By increasing the utilization rates of GPUs, the cost of building and deploying AI applications will substantially decrease.
At the VMworld 2019 conference today, NVIDIA and VMware announced they jointly will make it possible to now deploy VMware virtual machines on graphical processor units (GPUs).
As part of this initiative, NVIDIA announced that its virtual GPU (vGPU) software can now be deployed on virtual machines on servers in addition to existing support for client systems. NVIDIA Virtual Compute Server (vComputeServer) software for GPUs is also being extended to add support for VMware vSphere platforms. NVIDIA also committed to making its hub for accessing tools for building artificial intelligence (AI) applications available on VMware platforms.
See also: What are the 3 Key Components of Artificial Intelligence Readiness?
Using these NVIDIA technologies, VMware pledged to make available a cloud service consisting of Amazon EC2 bare metal instances accelerated by NVIDIA T4 GPUs running vComputeServer software on VMware Cloud on AWS.
Collectively, these advances not only have significant implications for improving GPU utilization, they also make it possible for data scientists to aggregate multiple workloads on GPUs running on VMware servers residing on-premises or in the cloud, says John Fanelli, vice president of product for NVIDIA Grid.
While interest in employing GPUs to build artificial intelligence (AI) applications has been massive, the cost of building those applications has often been prohibitive. In the absence of a virtual machine, each GPU has previously been dedicated to running one workload at a time. By increasing the utilization rates of GPUs, the cost of building and deploying AI applications will substantially decrease, says Fanelli.
That’s critical because those costs have inhibited organizations from investing more in AI applications that have the potential to transform almost aspect of human existence.
“AI is the most powerful technology of our time,” says Fanelli.
The performance of those AI workloads running on virtual machines, however, will vary depending on their individual attributes, says Fanelli. Many developers will be able to compensate for any performance issues by taking advantage of a NVIDIA CUDA toolkit to execute AI workloads in parallel, noted Fanelli.
As it becomes more affordable to efficiently build and deploy AI applications, the number of AI projects that will be launched in the months ahead should increase. To accelerate that process, VMware also said customers will be able to migrate workloads from to GPU instances running in local data centers to the cloud using VMware HCX tools that automate the movement of virtual machines and accelerate the transfer of data between platforms.

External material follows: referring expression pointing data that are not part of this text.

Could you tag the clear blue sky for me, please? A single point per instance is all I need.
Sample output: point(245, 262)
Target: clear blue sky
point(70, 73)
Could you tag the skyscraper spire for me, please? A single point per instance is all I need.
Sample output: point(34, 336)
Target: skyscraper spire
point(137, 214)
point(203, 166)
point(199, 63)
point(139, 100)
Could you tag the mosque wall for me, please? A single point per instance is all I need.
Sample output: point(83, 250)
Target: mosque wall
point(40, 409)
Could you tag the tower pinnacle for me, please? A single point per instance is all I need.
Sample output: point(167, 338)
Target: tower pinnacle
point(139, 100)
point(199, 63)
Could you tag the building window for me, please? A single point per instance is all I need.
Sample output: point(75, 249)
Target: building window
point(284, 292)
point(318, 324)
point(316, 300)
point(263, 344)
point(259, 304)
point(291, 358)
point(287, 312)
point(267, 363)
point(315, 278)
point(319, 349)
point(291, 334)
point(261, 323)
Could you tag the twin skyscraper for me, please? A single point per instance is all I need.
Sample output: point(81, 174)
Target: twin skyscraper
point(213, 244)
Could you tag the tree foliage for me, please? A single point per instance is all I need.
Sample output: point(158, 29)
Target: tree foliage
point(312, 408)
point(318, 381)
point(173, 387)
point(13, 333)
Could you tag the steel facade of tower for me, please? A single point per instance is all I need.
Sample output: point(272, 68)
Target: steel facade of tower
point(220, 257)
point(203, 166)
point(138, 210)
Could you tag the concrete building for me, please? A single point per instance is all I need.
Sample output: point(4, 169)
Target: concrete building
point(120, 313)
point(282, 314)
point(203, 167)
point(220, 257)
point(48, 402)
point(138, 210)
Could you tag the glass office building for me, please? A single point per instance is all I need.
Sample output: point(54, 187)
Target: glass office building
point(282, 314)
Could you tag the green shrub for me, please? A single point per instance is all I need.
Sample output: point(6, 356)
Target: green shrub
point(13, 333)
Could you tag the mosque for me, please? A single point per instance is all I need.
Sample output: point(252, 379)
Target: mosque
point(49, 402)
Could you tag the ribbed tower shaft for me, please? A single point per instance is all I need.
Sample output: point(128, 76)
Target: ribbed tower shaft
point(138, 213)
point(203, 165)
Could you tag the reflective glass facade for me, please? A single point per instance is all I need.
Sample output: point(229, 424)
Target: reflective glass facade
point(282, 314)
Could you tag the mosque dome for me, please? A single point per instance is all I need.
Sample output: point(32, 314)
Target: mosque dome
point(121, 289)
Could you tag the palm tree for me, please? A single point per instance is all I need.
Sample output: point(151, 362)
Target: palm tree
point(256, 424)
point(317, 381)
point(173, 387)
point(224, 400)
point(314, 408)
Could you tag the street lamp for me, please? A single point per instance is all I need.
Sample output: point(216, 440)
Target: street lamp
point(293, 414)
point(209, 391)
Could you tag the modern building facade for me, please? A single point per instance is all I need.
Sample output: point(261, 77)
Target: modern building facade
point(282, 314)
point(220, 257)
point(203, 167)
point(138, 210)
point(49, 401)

GPUs accessed mainly in the cloud have become the preferred platform for training AI models because of how efficiently GPUs manage memory and I/O overhead. NVIDIA, however, has been making a case with mixed success to also rely on GPUs to run the inference engines need to execute those AI models in place of x86 servers. By adding support for server virtual machines to its software, it should become a lot more feasible to run multiple inference engines on the same GPU platform in much the same way inference engines are deployed on x86 platforms.
Of course, having access to additional infrastructure resources doesn’t necessarily guarantee AI success. Those resources, however, will go a very long way toward reducing the cost of being wrong during the AI development process.